In an effort to better understand the impact of this stem cell tourism, as the field calls it, a team of researchers lead by UConn Health conducted a nationwide survey of academic neurologists’ experiences in stem cell tourism complications. The survey also investigated the level of physician preparation to counsel and educate patients.
Imitola led the study with colleagues from the Ohio State’s Neuroscience Research Institute. The researchers know as well as anyone how far medicine is from any kind of stem cell treatment for these neurological diseases. And they have had patients come to them asking for permission—the clinics call it ‘clearance’—to get the stem cell injection treatments.
The results of the survey show that bad outcomes from stem cell tourism are much more common than anyone had realized. Of the neurologists who responded to the survey, one in four had had a patient with complications related to stem cell therapy. Patients who had suffered infections, strokes, spinal tumors, seizures, and even deaths were all reported. And 73% of neurologists responding to the survey said they felt that having more educational tools to discuss the issue with patients would be helpful.
“Stem cells hold the promise for patients, not just the desperate ones with terminal illnesses but also those who are looking for a ‘natural solution’ where modern medicine has failed them. Anecdotally, I have spent many hours talking to patients about powerful new immunotherapies to prevent relapses of multiple sclerosis or neuromyelitis optica; but, when they ask if these therapies will help them walk or see again, I have to admit they won’t,” says Michael Levy, research director for the division of neuroimmunology and neuroinfectious disease at Massachusetts General Hospital, Harvard Medical School, who was not involved in the study.

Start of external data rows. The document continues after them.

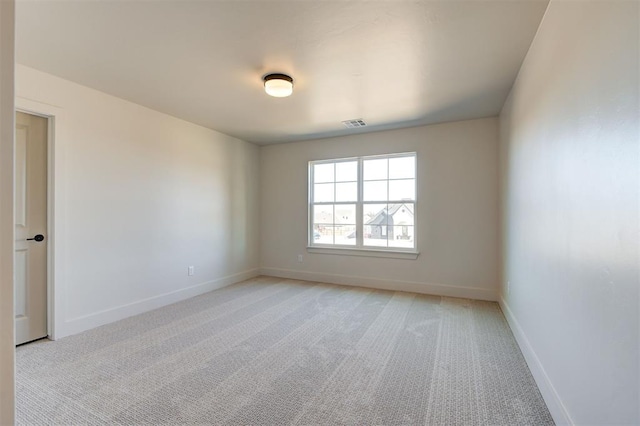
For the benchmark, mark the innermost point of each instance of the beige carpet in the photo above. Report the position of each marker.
(273, 352)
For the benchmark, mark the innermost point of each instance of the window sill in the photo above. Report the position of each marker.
(410, 255)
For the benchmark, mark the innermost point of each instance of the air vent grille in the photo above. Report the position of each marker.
(358, 122)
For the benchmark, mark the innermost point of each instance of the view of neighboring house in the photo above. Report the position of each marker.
(395, 221)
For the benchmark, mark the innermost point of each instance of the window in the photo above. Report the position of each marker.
(364, 203)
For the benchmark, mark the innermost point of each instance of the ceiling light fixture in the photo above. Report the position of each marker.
(278, 85)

Levy says the paper by Imitola and his colleagues found that many neurologists are faced with these questions but most have no experience with stem cell therapies.
“Patients as well as physicians are constantly looking for ways to maintain hope. So if a patient asks about it, the doctor may say ‘I encourage them to look into it,'” says Dr. Alfredo Quinones-Hinojosa, the William J. and Charles H. Mayo Professor and chair of Neurologic Surgery at the Mayo Clinic, who was also not involved in the study. “We need to be careful how we as physicians find a balance between giving patients hope and maintaining scientific accuracy to the highest standards.”
“It is really shocking that only 28% of board-certified neurologists feel completely prepared to discuss this important issue with their patients,” Imitola says. The International Society of Stem Cell Research has information available on their website, but Imitola and his colleagues say there is a need for regular educational sessions on stem cell tourism to be held at international and national neurology meetings as well.
“The ultimate goal of this research is to be able to determine the extent of the complications and the readiness of neurologists to counsel patients. All of us are interested in bringing real stem cells to the clinic, but this process is arduous and requires a great level of rigor and reproducibility,” Imitola said.